Erotisme dan pornografi mempunyai
perbedaan yang mendasar. Kalau dikatakan bahwa seks dalam pornografi sebagai
‘penyedap rasa’, maka dalam karya erotisme seks diperlakukan sebagai ‘pembeda
rasa’. Seks dalam karya erotisme dapat dianalogikan dengan gula yang menimbulkan
rasa manis dalam sambal Jawa. Ia berbeda dengan sambal Padang yang pedas.
Perbedaan itu bukan hanya disebabkan karena bahannya lain—tanpa gula dan dengan
gula—tetapi juga berhubungan dengan sikap orang terhadapnya. Orang Padang akan
mempertanyakan “kesambalan” sambal Jawa. Bagi orang Padang, gula adalah bumbu
juadah, bukan bumbu lauk. Orang Jawa juga akan mempunyai pandangan lain
terhadap sambal Padang. Paling kurang, akan merasa ada yang kurang padanya.
Begitu juga dengan erotisme dalam
sastra, pengungkapannya akan dipengaruhi pula oleh latar belakang kebudayaan
yang mendukung sastra tersebut. Erotisme dalam karya sastra berlatar kebudayaan
Minangkabau akan sangat berbeda dengan erotisme dalam sastra yang berlatar
kebudayaan Bugis atau Jawa, umpamanya.
Ketiga kebudayaan tersebut mempunyai
perbedaan pandangan yang mendasar terhadap seks. Akan sama halnya jika
membandingkan sastra Barat dengan sastra Timur, dimana kebudayaan Barat telah
membuat manusianya hidup dalam pertentangan erotisme, sedangkan kebudayaan
Timur mengajarkan kepada masyarakatnya agar hidup dalam keharmonisan erotisme.
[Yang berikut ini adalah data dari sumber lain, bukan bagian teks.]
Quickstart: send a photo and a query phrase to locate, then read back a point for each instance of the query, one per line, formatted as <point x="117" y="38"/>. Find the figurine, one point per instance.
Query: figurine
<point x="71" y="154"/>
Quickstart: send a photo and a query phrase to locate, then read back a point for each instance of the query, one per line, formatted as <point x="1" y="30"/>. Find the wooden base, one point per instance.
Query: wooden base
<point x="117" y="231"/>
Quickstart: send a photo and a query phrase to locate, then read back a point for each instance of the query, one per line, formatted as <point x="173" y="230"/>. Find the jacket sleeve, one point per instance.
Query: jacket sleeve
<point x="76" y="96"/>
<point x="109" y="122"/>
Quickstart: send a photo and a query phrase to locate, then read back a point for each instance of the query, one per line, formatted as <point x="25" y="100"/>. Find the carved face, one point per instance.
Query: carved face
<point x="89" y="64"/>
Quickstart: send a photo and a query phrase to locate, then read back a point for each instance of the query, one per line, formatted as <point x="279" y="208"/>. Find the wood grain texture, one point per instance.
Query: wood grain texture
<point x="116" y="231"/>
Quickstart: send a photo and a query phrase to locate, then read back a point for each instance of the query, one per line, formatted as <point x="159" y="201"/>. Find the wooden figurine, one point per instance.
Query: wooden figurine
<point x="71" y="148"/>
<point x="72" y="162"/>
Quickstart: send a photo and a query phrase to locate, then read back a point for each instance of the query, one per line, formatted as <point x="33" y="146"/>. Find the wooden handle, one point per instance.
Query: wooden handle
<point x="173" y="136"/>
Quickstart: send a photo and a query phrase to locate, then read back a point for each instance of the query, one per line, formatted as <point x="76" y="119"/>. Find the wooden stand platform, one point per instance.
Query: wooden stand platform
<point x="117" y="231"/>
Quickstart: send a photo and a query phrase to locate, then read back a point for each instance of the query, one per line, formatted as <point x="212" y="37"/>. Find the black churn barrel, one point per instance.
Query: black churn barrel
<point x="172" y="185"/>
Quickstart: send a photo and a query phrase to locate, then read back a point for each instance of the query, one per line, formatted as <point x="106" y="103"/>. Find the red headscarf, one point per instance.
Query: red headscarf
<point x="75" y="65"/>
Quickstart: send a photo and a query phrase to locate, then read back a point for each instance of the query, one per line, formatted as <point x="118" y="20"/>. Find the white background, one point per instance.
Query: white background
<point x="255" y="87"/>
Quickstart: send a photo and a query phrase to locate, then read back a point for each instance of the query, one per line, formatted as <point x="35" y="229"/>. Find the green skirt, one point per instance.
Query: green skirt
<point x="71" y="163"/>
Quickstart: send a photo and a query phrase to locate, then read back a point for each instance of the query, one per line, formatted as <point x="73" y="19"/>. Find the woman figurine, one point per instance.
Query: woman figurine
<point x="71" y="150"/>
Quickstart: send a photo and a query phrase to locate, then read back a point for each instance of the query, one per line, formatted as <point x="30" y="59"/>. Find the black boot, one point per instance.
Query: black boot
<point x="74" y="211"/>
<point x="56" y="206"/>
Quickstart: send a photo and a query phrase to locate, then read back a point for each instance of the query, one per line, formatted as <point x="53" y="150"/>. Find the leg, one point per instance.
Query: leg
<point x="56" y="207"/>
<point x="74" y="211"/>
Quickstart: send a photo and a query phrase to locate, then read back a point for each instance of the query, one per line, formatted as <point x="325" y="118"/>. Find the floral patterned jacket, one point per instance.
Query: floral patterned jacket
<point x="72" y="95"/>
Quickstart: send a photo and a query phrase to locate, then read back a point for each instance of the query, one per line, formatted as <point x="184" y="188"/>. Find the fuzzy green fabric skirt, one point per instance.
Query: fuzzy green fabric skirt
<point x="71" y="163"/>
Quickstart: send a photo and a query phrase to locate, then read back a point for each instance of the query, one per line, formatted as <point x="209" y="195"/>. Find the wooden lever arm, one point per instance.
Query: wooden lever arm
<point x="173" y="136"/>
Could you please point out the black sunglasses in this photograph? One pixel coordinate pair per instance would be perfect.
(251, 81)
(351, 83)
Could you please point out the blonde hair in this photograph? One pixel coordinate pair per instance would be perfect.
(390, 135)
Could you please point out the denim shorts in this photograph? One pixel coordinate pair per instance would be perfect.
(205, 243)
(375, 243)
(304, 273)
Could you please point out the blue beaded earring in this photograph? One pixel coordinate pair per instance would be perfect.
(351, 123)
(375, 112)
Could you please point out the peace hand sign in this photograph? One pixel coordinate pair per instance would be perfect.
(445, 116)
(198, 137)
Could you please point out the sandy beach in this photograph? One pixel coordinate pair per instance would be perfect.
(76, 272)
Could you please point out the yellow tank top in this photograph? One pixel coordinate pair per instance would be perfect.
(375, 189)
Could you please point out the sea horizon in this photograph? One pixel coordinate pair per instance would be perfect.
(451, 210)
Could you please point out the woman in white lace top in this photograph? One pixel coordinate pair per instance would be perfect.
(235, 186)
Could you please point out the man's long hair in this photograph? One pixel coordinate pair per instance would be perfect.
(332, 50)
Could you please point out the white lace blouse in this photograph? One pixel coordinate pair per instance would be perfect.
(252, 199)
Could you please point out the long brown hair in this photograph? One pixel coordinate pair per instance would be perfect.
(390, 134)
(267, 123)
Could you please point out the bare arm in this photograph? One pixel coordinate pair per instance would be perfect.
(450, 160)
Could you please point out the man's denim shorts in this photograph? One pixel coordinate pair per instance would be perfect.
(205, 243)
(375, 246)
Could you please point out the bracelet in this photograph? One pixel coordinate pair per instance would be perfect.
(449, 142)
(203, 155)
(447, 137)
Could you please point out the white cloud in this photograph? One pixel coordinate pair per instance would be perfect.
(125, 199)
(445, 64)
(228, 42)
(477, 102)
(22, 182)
Akibatnya adalah banyaknya didapati tragedi dalam sastra Barat. Trilogi Oedipus dari Sopochles dan beberapa
tragedi dari William Shakespeare adalah contoh yang baik untuk melihat
bagaimana erotisme itu dipertentangkan dalam sastra Barat.
Pertentangan erotisme akan selalu
menimbulkan tragik pada tokohnya. Sopochles mempertentangkan erotisme dengan
kecenderungan psikologis manusia, sedangkan William Shakespeare mempertentangkan
erotisme dengan erotika yang terbalut kekuasaan. Sementara dalam sastra
Indonesia, pertentangan erotisme terlihat lebih tajam, yaitu perbenturan
erotisme dengan nilai-nilai dan norma-norma kebudayaan dan agama.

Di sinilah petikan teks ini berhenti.